For industrial automation software providers, the criticality of the environment is heightened. It simply must work. You cannot throw a software release out overnight and “fix it” according to customer feedback. This is the documented strategy for many App providers. This is simply not acceptable for operational environments, though the sentiment can subtly leak into organisations that have soft configuration management practice.
Usually there is a significant delay between when the operating system release is made available and when the automation software release is officially supported on the new iteration of the operating system. Careful reading of automation software release notes reveals what is formally supported. Moving away from the supported OS version is a risk and is likely to be in breach of the end user license agreement. The major challenge is, what do I do if I really need to load the latest OS patch for security reasons and the application vendor will not confirm it’s a goer? Unfortunately, configuration management responsibility (application or hosting software) will always remain with the user of the software. There are no shortcuts to managing your unique configuration, after all you configured it just the way you like it, right? The onus is on the software platform manager to decide to wait or go ahead with caution.
High level recommendations to avoid disaster
There are no explicit rules that fit every system. We have outlined just a few of the important factors to consider when considering updates to industrial automation software and interconnected systems. The most important thing to remember is, you cannot take a narrow view of how to proceed.

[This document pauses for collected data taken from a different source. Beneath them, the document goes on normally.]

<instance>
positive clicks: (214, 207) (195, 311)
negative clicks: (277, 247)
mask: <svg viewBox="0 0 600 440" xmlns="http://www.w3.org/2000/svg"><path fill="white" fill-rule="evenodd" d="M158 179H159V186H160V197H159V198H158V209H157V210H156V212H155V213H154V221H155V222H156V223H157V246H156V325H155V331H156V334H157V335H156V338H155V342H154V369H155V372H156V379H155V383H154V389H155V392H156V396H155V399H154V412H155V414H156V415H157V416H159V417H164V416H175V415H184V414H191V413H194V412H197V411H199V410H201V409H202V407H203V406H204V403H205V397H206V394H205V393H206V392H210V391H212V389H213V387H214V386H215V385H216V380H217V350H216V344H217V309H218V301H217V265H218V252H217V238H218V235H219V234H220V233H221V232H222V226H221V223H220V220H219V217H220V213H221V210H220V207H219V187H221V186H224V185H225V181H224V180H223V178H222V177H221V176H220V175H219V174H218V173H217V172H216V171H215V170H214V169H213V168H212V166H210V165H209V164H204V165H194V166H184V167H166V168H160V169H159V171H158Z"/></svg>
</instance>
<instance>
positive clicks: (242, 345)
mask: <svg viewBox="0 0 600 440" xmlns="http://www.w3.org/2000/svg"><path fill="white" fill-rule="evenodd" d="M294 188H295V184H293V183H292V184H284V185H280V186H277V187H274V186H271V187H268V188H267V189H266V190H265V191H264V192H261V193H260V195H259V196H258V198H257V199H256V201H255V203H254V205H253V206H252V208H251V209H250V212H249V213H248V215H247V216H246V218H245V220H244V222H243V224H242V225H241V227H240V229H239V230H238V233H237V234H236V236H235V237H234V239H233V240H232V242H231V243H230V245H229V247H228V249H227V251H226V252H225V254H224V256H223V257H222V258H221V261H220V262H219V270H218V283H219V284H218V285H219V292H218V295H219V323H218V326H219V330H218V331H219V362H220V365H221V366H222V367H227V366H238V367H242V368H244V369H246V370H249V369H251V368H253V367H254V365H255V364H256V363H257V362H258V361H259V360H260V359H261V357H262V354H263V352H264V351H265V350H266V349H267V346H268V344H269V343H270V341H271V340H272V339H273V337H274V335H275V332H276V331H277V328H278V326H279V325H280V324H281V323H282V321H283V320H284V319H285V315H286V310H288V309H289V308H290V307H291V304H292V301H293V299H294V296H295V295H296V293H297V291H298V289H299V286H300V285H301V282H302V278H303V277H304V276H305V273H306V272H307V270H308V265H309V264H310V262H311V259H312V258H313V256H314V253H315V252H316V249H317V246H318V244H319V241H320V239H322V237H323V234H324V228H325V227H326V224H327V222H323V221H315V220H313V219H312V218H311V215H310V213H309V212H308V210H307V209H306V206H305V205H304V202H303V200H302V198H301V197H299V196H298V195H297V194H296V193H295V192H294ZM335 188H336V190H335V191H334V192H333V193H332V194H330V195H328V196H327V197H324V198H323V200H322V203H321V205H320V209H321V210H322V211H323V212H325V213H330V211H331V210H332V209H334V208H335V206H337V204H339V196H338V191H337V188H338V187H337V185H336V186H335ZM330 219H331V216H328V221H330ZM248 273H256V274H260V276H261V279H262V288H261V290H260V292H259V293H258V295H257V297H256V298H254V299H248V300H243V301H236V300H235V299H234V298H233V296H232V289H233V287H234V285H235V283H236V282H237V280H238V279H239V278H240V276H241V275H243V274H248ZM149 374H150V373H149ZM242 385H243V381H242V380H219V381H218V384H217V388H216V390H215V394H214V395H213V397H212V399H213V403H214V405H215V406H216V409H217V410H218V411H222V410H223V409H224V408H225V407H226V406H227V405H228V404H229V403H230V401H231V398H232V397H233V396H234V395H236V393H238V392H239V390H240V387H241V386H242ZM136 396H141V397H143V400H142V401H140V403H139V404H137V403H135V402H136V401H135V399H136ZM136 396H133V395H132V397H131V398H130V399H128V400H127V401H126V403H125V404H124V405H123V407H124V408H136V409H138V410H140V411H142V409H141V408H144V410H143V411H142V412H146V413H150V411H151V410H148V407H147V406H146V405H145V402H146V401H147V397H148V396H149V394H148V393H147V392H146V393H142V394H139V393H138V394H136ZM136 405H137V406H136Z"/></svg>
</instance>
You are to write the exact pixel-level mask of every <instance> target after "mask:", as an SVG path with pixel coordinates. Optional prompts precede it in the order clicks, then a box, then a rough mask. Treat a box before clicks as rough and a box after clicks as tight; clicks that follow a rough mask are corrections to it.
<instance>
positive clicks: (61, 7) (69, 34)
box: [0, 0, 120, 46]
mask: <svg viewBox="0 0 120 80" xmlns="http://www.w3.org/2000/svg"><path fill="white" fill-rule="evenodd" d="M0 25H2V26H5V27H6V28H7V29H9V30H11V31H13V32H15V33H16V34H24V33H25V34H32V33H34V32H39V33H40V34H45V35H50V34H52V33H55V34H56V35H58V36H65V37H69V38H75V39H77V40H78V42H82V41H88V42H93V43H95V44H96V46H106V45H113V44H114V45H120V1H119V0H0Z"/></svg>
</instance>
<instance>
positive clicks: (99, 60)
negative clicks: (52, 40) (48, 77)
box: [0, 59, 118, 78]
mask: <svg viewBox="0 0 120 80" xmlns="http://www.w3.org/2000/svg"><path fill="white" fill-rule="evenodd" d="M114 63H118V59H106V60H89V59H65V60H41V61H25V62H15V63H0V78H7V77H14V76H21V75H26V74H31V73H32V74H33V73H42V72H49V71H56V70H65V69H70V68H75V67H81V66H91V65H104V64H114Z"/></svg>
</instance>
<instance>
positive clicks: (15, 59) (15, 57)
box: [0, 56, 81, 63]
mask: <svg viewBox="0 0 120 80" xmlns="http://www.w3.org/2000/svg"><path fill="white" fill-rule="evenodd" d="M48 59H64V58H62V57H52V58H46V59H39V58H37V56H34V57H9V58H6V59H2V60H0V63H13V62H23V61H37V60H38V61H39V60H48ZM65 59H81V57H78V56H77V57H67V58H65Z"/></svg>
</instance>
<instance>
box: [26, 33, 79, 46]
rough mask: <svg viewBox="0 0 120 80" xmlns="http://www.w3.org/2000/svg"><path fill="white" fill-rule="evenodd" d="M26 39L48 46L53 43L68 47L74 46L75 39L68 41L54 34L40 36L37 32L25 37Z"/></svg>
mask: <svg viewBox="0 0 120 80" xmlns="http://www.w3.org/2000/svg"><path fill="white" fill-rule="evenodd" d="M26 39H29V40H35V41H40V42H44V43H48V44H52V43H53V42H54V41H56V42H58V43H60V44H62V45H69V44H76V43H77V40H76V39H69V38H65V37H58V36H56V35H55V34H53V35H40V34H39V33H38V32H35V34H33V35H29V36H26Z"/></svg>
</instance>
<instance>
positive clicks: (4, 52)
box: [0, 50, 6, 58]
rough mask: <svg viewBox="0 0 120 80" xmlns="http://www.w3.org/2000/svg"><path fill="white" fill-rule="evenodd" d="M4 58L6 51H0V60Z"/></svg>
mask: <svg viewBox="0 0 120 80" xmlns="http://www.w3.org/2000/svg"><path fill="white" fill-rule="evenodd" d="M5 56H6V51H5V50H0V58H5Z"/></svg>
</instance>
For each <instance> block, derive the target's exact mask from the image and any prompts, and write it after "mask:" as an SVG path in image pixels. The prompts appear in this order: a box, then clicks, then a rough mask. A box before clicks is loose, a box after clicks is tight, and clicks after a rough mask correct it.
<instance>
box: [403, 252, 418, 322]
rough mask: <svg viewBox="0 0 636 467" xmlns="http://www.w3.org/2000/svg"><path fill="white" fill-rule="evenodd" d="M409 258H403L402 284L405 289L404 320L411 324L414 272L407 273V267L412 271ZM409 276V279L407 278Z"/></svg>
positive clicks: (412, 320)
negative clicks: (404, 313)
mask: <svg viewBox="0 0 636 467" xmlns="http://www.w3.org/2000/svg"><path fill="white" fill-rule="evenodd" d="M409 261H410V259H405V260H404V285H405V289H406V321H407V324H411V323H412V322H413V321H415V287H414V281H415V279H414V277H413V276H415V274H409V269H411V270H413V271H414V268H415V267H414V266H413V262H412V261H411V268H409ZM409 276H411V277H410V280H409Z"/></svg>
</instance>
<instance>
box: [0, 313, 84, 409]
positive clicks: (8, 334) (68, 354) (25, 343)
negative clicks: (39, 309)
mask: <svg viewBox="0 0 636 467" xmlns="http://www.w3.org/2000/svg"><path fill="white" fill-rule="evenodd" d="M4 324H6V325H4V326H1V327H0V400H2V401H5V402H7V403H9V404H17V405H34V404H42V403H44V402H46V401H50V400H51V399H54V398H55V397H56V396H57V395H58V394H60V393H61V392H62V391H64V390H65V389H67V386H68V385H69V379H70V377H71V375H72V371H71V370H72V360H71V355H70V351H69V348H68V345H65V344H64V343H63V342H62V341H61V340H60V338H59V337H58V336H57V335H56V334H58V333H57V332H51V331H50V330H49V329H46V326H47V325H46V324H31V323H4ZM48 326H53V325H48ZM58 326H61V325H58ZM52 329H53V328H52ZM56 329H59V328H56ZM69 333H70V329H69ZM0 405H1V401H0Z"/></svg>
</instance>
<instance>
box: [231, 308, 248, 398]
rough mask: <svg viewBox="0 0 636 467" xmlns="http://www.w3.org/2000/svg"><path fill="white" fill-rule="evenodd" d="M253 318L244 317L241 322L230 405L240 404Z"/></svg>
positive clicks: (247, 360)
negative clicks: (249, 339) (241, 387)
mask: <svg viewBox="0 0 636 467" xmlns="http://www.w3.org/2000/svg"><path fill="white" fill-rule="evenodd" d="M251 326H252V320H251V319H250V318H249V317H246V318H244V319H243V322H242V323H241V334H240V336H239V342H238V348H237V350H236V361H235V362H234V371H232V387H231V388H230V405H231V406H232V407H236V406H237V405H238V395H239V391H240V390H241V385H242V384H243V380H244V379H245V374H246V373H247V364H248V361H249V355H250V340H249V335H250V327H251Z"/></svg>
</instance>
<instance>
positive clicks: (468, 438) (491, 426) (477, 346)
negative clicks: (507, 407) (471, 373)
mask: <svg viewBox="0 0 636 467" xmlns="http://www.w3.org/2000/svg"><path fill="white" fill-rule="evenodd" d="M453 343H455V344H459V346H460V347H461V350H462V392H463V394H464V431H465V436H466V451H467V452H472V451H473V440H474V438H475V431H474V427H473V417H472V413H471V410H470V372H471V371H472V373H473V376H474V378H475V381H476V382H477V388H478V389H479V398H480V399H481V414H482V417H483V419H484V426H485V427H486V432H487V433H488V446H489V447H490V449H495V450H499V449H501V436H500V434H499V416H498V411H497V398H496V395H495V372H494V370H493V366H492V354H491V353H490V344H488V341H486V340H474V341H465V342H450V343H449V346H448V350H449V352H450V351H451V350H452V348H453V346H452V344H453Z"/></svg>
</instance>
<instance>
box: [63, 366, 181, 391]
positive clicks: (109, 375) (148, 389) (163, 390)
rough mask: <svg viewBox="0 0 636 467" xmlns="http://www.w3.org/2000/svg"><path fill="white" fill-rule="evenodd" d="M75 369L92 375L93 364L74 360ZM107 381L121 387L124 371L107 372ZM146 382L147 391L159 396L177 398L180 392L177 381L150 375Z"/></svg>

A systems view is essential.
Given we cannot give you a silver bullet, what can we suggest?
- Audit your systems using Assess your acceptable risk profile and system maturity and holistically stick to the plan.
- Formally check your systems regularly. You are looking for changes in performance. It requires maintenance, not because your software is broken, but because your external systems (and configuration) are constantly changing.
- Don’t automatically load any software. Manage it, step by step. Assess the risk.
- Stage software roll outs for the operating system. Reassess the risk.
- Stage software roll outs for application software. Reassess the risk.
- Stage software roll outs for configuration changes. Reassess the risk.
- Document all changes, backup all changes, and plan for roll back every single time.
- Check all critical functions operate after every update, particularly major releases. No assumptions for even the basics.
This approach has been formulated based on years of managing critical, and not so critical, software systems. Did you notice how many times we mentioned the word risk? This is not to make anyone concerned or nervous about how to proceed. Risk is the chance or probability that an unwanted outcome may occur. We believe with industrial automation systems the risks are preventable or at the very least manageable, if there is a propensity to face them head on. While on the topic of risk you may want to take a look at our take on Critical Infrastructure Cyber Security Solutions.
With good practice we can all move closer to 100% certainty.